Santa Fe New Mexican

In glow of recent victories, Democrats see health care as a winning issue.

- By Ricardo Alonso-Zaldivar

WASHINGTON — Emboldened by election wins, Democrats are starting to see a political edge in health care, particular­ly widening Medicaid access for more low-income people.

In Virginia, Democrat Ralph Northam promised a vigorous push as governor to expand Medicaid. Voters who said health care was important went decisively for Northam, according to political analysts. In Maine, voters defied Republican Gov. Paul LePage’s determined opposition by passing a referendum to expand Medicaid to cover an estimated 70,000 more residents.

“Democratic voters have a lot of reasons they are angry at President Trump and Republican­s in Congress,” said GOP pollster Bill McInturff. “These voters are intensely focused on wanting to see health care coverage expanded, not cut back, and efforts to repeal and replace the Affordable Care Act have contribute­d to their intensity and turnout.”

During Barack Obama’s presidency, health care was often seen as a political liability for Democrats. In 2010, they lost their House majority following the bitter battle to pass the ACA with no Republican support. In 2014, Democrats gave up the Senate a year after the Obama administra­tion fumbled the rollout of HealthCare.gov. And candidate Donald Trump seized on rising “Obamacare” premiums as part of his closing argument in the 2016 presidenti­al campaign.

But public opinion seems to have shifted amid widespread opposition to Trump-backed “repeal and replace” bills that would have left millions uninsured and made it harder for people with pre-existing health problems to get coverage.

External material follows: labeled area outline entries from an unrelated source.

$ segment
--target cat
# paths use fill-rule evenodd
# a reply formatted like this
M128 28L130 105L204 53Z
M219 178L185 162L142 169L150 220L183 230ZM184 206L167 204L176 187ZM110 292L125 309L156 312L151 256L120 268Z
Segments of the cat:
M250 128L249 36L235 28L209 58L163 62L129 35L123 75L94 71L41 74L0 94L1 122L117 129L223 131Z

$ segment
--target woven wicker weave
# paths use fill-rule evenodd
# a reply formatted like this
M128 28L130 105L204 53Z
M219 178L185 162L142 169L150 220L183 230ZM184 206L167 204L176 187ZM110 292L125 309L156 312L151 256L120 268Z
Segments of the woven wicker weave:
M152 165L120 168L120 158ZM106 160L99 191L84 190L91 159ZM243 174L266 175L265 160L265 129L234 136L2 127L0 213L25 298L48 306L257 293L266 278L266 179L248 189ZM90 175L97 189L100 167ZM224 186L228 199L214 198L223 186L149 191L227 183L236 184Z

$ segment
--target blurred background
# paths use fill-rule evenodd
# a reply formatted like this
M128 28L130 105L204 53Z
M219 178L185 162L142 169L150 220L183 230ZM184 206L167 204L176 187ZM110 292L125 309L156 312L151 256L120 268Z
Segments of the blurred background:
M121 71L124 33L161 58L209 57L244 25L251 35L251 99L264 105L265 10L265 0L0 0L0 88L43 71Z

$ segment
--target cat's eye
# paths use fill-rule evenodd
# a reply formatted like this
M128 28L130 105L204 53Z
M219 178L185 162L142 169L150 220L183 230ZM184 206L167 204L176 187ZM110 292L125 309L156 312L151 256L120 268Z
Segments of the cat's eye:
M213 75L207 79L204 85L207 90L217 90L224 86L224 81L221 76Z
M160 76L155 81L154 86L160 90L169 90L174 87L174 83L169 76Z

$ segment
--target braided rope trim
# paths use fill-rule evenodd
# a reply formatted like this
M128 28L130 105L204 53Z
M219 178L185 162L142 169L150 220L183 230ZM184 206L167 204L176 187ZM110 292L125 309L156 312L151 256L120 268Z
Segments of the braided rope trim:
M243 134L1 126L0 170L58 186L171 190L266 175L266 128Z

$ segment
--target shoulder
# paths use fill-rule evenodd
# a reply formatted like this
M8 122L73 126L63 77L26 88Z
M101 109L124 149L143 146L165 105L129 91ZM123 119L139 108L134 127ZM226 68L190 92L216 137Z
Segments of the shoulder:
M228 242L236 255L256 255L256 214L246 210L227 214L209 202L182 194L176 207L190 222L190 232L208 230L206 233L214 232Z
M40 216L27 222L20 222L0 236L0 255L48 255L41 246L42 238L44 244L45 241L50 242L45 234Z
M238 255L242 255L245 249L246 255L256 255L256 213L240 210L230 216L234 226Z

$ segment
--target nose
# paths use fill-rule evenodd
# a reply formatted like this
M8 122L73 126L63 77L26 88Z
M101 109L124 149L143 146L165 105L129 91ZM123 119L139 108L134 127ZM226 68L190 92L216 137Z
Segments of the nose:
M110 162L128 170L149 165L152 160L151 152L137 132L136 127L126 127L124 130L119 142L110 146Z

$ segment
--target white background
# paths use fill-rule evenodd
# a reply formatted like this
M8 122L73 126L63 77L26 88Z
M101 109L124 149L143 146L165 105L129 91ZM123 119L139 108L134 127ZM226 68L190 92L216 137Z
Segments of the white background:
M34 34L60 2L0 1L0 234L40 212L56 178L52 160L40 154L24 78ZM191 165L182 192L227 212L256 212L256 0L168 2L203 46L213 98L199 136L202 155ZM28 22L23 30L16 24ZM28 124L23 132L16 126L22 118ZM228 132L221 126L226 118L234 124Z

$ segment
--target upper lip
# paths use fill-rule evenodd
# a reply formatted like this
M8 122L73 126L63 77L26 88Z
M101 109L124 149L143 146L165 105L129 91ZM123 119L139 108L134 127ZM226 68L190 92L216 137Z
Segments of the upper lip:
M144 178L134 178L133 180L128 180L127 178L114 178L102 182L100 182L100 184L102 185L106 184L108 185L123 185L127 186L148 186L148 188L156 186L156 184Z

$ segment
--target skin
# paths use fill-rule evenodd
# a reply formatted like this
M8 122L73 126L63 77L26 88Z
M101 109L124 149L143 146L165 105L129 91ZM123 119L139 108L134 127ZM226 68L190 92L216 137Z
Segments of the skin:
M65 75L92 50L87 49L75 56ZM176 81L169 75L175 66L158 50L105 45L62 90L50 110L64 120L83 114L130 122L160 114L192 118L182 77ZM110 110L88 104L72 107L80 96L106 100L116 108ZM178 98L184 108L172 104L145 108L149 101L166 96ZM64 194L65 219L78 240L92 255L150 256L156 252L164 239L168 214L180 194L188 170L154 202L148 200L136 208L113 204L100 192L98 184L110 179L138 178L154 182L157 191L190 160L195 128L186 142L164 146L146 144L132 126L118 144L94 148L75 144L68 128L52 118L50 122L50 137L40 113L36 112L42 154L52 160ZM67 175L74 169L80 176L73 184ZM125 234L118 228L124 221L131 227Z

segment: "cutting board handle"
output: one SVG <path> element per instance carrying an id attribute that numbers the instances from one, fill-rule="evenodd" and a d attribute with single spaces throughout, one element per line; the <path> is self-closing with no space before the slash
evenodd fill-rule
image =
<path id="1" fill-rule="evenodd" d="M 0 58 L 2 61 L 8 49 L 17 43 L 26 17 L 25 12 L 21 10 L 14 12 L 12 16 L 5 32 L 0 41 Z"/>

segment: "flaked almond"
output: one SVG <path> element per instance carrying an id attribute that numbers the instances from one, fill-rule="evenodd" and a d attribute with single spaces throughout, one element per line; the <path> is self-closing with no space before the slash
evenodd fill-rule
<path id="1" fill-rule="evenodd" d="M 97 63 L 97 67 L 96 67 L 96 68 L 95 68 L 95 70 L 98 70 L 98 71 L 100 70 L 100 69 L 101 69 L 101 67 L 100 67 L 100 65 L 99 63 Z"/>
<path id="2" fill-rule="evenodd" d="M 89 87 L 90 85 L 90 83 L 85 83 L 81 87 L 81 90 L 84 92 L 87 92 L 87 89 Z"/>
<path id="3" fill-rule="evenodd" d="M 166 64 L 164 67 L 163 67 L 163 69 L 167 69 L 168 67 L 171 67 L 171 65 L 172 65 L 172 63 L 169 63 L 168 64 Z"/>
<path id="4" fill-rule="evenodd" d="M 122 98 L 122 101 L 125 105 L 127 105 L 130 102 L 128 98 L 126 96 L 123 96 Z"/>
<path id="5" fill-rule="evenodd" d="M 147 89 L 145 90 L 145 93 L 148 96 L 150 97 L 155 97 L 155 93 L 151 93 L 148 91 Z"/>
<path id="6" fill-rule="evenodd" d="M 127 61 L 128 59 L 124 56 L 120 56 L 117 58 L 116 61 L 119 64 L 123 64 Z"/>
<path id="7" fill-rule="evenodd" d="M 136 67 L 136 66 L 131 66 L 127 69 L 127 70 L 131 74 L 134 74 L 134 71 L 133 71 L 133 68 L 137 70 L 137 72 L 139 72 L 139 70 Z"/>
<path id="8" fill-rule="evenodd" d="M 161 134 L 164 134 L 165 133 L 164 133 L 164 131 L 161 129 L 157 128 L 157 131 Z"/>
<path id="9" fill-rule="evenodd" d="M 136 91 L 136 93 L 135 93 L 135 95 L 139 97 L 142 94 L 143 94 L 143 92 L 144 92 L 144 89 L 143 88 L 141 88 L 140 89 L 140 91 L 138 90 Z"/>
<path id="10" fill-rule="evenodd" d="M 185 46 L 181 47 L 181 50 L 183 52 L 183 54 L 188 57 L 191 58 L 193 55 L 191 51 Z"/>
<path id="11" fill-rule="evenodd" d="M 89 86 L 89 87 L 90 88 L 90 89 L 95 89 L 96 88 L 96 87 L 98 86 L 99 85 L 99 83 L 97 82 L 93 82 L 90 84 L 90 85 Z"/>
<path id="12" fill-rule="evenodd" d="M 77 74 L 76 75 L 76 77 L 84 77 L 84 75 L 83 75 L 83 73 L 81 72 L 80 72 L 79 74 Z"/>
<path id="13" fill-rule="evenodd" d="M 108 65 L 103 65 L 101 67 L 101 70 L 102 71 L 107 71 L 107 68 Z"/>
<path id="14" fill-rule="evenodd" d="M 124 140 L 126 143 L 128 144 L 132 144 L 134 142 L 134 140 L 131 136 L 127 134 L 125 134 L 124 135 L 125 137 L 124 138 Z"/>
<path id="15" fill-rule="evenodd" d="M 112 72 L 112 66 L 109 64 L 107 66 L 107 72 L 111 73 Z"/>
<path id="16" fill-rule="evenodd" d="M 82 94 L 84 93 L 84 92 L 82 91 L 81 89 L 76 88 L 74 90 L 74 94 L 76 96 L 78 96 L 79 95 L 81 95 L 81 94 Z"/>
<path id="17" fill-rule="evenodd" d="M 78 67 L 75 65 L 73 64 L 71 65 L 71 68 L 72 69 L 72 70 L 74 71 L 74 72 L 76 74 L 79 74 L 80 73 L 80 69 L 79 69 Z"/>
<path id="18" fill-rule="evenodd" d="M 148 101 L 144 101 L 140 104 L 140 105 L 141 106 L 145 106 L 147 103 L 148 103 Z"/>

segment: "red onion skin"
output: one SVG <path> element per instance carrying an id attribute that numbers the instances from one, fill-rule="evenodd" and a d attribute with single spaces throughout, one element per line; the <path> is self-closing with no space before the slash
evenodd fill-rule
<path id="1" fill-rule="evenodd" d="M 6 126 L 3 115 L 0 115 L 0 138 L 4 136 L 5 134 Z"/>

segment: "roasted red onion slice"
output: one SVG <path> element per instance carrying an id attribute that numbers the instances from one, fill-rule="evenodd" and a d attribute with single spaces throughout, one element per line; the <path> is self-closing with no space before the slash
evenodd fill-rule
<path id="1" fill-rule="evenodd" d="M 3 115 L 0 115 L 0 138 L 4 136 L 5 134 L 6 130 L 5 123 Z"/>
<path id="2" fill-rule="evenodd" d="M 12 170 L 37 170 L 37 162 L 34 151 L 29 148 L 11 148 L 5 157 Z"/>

The GOP bills not only would have repealed the ACA’s Medicaid expansion, but also would have limited future federal financing for the entire program, even prompting opposition from some Republican governors.

“I think health care is a driving motivator for Democrats to elect people who will not take it away,” Sen. Patty Murray of Washington, ranking Democrat on the Senate health committee, said Wednesday. “What’s happened in the past six months is that Medicaid went from a hidden thing to something everyone has heard about. Before, nobody said, ‘I’m on Medicaid.’ Now we know it’s our next-door neighbor.”

Medicaid is a federal-state health program that covers about 75 million Americans, or about 1 in 5. Beneficiar­ies include elderly nursing home residents, severely disabled people of any age, and many newborns and pregnant women. Under the ACA, it was expanded to cover more lowincome adults, who in many cases work jobs that don’t provide health insurance.

Before Maine’s vote, 31 states — including New Mexico — and Washington, D.C., had expanded Medicaid under ACA. Now Mainestyle referendum campaigns are planned in at least three states — Alaska, Idaho and Utah. In Alaska, which has expanded Medicaid, voters will be asked if they want to preserve the expansion even if Washington decides to roll back federal financing.

Medicaid expansion has the support of the hospital industry and the medical community, influentia­l interest groups in just about every state.

“I honestly believe that if you had a referendum on expanding Medicaid in most of the states that don’t have it, it would win,” said Rep. Frank Pallone of New Jersey, the senior Democrat on the House committee that oversees the program. “People know the value of Medicaid in a way that they didn’t before.”

Polling expert Robert Blendon says what’s changing is not so much that Americans have suddenly fallen for Obamacare, but that there’s a growing belief that government does have a responsibi­lity to make coverage available and affordable.

“The Obamacare weapon was great for Republican­s until you debated what the Republican alternativ­e was,” said Blendon, who teaches at the Harvard T.H. Chan School of Public Health.